The clinical and pathology variables for each patient were obtained from a prospectively maintained database that was used for a previous study15. All selected patients had their data supplemented with a review of medical records and pathologic re-review of the underlying non-tumoral liver parenchyma and hepatic tumor to gather various pathological and histological information, and the reported variables were based on standard scoring systems. In particular, non-alcoholic steatohepatitis was evaluated using the Kleiner-Brunt scoring system20. Within this scoring system, patients with a score of 1 or higher for steatosis, which indicates >5% parenchymal involvement in the histological evaluation, are indicated as having steatosis. Sinusoidal dilatation was evaluated using the Rubbia-Brandt grading system21, with scores of 1 or higher considered as indicative of sinusoidal injury. Clinical risk scores, which combine the presence of five factors associated with recurrence of CRLM after hepatic resection into a numeric score from 0 to 5, are also provided for 168 of the 197 patients17. Pathologic response, broken into three components as percentage mucin, percentage fibrosis, and percentage necrosis, was also evaluated by re-review of the histology slides for all patients by a pathologist blinded to the use of neoadjuvant chemotherapy16.

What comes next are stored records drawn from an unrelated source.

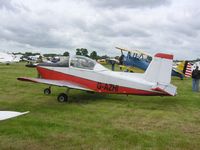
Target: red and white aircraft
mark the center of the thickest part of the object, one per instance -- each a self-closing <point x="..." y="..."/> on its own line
<point x="83" y="73"/>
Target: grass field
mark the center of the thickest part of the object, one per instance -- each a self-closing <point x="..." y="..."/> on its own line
<point x="94" y="121"/>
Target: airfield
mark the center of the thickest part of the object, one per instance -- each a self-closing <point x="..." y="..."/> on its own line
<point x="95" y="121"/>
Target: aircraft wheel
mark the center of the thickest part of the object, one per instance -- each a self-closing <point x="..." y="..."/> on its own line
<point x="47" y="91"/>
<point x="62" y="97"/>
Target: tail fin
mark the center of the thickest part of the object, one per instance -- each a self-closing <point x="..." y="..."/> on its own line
<point x="160" y="69"/>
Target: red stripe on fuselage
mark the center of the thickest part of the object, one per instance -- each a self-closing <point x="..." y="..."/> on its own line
<point x="93" y="85"/>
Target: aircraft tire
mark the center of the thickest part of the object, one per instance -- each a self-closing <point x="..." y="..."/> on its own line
<point x="62" y="97"/>
<point x="47" y="91"/>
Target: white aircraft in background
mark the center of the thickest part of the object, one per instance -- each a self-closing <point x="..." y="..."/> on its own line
<point x="7" y="58"/>
<point x="83" y="73"/>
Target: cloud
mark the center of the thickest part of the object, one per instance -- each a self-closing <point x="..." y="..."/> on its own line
<point x="55" y="26"/>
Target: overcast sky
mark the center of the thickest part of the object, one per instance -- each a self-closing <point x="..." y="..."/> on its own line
<point x="54" y="26"/>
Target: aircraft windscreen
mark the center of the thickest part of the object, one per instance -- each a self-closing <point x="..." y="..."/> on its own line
<point x="82" y="62"/>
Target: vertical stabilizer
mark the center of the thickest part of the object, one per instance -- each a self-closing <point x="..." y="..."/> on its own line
<point x="160" y="69"/>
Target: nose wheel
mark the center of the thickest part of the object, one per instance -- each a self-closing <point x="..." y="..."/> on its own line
<point x="62" y="97"/>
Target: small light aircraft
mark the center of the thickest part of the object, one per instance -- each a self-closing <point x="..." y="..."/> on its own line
<point x="141" y="60"/>
<point x="6" y="58"/>
<point x="83" y="73"/>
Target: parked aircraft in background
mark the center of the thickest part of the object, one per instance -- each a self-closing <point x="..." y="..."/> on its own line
<point x="85" y="74"/>
<point x="10" y="114"/>
<point x="6" y="58"/>
<point x="141" y="60"/>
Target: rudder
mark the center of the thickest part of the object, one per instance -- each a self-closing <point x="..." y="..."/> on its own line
<point x="160" y="69"/>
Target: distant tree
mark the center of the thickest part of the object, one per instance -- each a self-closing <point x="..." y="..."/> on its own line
<point x="50" y="55"/>
<point x="66" y="53"/>
<point x="82" y="51"/>
<point x="94" y="55"/>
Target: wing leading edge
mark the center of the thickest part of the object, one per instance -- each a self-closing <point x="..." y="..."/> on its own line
<point x="60" y="83"/>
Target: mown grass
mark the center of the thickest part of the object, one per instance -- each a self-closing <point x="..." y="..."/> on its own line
<point x="94" y="121"/>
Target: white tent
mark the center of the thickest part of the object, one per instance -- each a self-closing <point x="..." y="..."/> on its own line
<point x="10" y="114"/>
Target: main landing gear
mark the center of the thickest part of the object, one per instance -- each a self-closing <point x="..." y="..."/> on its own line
<point x="62" y="97"/>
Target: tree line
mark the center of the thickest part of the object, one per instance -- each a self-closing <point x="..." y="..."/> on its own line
<point x="79" y="51"/>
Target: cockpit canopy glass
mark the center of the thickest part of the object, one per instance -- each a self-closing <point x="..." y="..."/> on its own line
<point x="82" y="62"/>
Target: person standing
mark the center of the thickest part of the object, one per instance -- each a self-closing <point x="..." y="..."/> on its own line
<point x="195" y="79"/>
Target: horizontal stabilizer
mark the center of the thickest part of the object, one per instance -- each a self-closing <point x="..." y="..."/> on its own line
<point x="10" y="114"/>
<point x="168" y="89"/>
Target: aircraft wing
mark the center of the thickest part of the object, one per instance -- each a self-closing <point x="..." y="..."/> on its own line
<point x="10" y="114"/>
<point x="135" y="51"/>
<point x="60" y="83"/>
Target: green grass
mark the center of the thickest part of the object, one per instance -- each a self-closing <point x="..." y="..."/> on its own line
<point x="94" y="121"/>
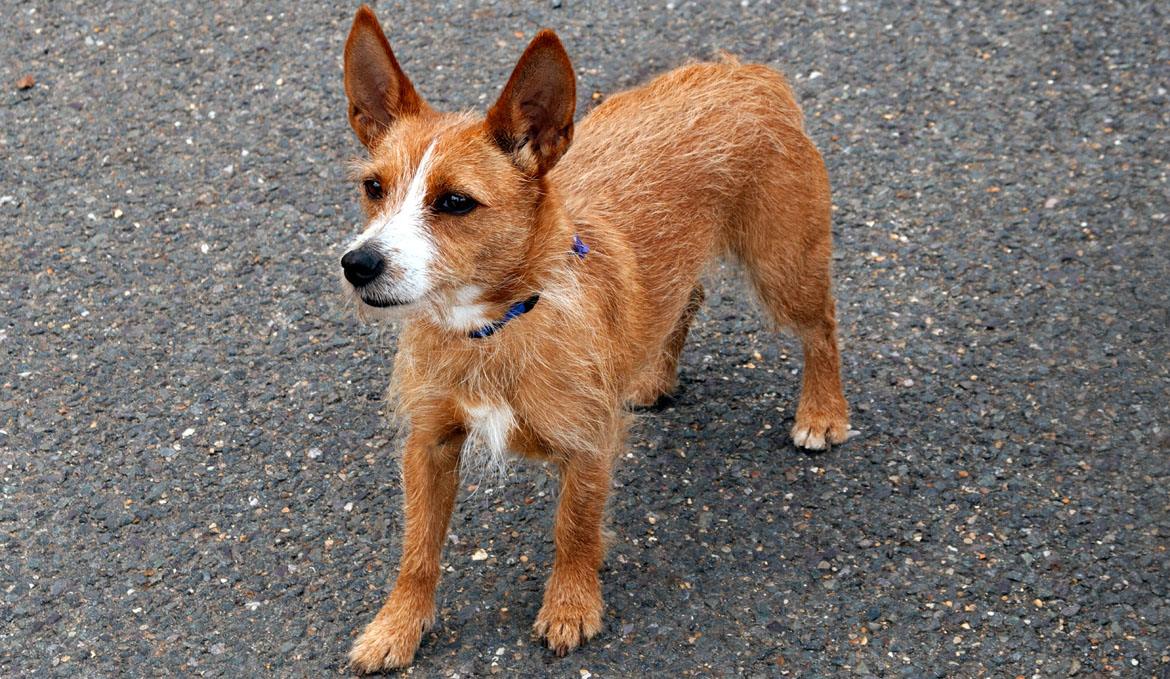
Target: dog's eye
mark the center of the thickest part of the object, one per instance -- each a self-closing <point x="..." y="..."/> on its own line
<point x="372" y="189"/>
<point x="454" y="204"/>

Segmentations and future liver remnant

The segmentations of the liver, tumors, and vessels were produced semi-automatically using standard image processing and software (Scout Liver, Pathfinder Technologies Inc., TN, USA) and were conducted by an expert radiologist or fellow. Post-operative imaging and/or resection margin width was used to virtually draw the performed liver resection on the preoperative 3D model of the liver, to derive the FLR. The DICOM segmentation property codes for all segmentations were set based on standard SNOMED CT codes ( In particular, the FLR property code was assigned using a combination of SNOMED codes for “Liver” and “Residual”.


After patient selection, CT DICOM images were extracted from PACS and stored on a workstation for segmentation and processing. The images as well as resulting DSO segmentation files were de-identified to remove patient protected health information (PHI) using the TCIA de-identification process. This process utilizes the National Institute of Health (NIH) approved Clinical Trials Processor (CTP) to remove elements of PHI and ensures compliance with the US Health Insurance Portability and Accountability Act (HIPAA) and DICOM protocols. Certain private DICOM tags were also removed by updating the appropriate flag in the de-identification script to prevent accidental inclusion of PHI elements. Both MSKCC and TCIA teams conducted quality assurance on the final de-identified images prior to public release.

Usage Notes

This dataset can be accessed through TCIA as collection “Preoperative CT and Recurrence for Patients Undergoing Resection of Colorectal Liver Metastases (Colorectal-Liver-Metastases)”22. All imaging and segmentation data are provided in standard DICOM format and can be viewed and converted using many publicly available open source tools, such as, for example, 3D Slicer ( Quantitative imaging features can be extracted using open-source libraries like pyradiomics (, or directly in Slicer using the extension SlicerRadiomics.